Library And CLI¶
This repository now exposes a lightweight layer-1 interface in addition to the web app.
Python API¶
Use the importable API when you want to call the synthesizer from a notebook or another Python project.
import pandas as pd
from privsyn_tabular import synthesize_dataframe
df = pd.read_csv("input.csv")
result = synthesize_dataframe(
df,
method="privsyn",
epsilon=1.0,
dataset_name="toy",
)
result.synthesized_df.to_csv("synthetic.csv", index=False)

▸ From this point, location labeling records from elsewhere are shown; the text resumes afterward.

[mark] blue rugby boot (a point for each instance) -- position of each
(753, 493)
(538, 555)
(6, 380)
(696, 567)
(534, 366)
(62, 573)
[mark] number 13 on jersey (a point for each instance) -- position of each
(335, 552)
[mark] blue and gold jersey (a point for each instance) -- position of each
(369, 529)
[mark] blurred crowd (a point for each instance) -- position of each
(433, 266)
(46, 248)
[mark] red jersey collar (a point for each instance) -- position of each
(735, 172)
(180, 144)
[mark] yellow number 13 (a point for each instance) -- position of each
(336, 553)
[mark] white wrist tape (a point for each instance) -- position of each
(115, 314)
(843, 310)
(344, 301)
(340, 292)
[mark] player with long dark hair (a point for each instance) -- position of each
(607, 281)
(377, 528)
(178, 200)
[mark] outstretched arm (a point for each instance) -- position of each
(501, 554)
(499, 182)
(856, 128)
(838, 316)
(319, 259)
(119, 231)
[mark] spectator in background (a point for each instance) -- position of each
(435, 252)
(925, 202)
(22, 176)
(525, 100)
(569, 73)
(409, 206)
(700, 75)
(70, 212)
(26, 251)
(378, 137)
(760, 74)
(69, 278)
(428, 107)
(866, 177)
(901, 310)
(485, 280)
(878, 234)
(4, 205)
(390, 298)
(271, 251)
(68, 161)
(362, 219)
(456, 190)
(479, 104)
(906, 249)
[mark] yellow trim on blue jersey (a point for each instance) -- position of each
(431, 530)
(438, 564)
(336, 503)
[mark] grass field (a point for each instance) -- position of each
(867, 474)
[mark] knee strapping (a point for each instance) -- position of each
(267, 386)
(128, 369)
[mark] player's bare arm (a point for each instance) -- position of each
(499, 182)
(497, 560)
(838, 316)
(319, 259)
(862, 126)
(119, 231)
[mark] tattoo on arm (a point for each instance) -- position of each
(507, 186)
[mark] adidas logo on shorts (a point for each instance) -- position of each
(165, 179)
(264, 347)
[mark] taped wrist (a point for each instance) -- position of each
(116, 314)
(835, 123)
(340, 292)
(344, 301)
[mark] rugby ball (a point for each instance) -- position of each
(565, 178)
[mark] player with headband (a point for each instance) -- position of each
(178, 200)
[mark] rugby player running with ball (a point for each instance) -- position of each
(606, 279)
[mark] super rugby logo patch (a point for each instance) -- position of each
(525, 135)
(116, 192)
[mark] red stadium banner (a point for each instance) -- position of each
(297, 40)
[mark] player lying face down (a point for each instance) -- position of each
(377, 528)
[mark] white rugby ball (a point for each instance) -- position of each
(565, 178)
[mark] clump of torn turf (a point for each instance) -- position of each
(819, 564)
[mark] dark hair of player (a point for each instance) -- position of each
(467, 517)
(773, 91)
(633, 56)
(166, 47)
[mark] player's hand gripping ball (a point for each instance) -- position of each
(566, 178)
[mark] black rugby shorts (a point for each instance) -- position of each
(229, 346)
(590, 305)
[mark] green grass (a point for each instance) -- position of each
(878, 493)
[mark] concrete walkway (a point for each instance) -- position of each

The return value includes:
synthesized_dfdomain_datainfo_dataconfig
If domain_data and info_data are not provided, the library reuses the same metadata inference helpers as the web workflow.
CLI¶
You can run the same flow from the shell:
python -m privsyn_tabular synthesize \
--input sample_data/adult.csv \
--output temp_synthesis_output/adult_synth.csv \
--method privsyn \
--epsilon 1.0 \
--write-domain-json temp_synthesis_output/domain.json \
--write-info-json temp_synthesis_output/info.json
After packaging or editable install, the console script is also available as:
privsyn-tabular synthesize --input input.csv --output synthetic.csv
Installation¶
For local development, the simplest path is:
python3 -m venv .venv
source .venv/bin/activate
python3 -m pip install -r requirements.txt
python3 -m pip install -e .
That keeps the web app, library, and CLI using the same checked-out source tree.
Why This Layer Exists¶
The library / CLI layer is intentionally separate from the web deployment story:
- it is the easiest prototype to run on local machines, notebooks, or RC software environments,
- it keeps the synthesis code usable even when web hosting is not available,
- it provides the lowest-friction delivery layer for campus or project-team adoption.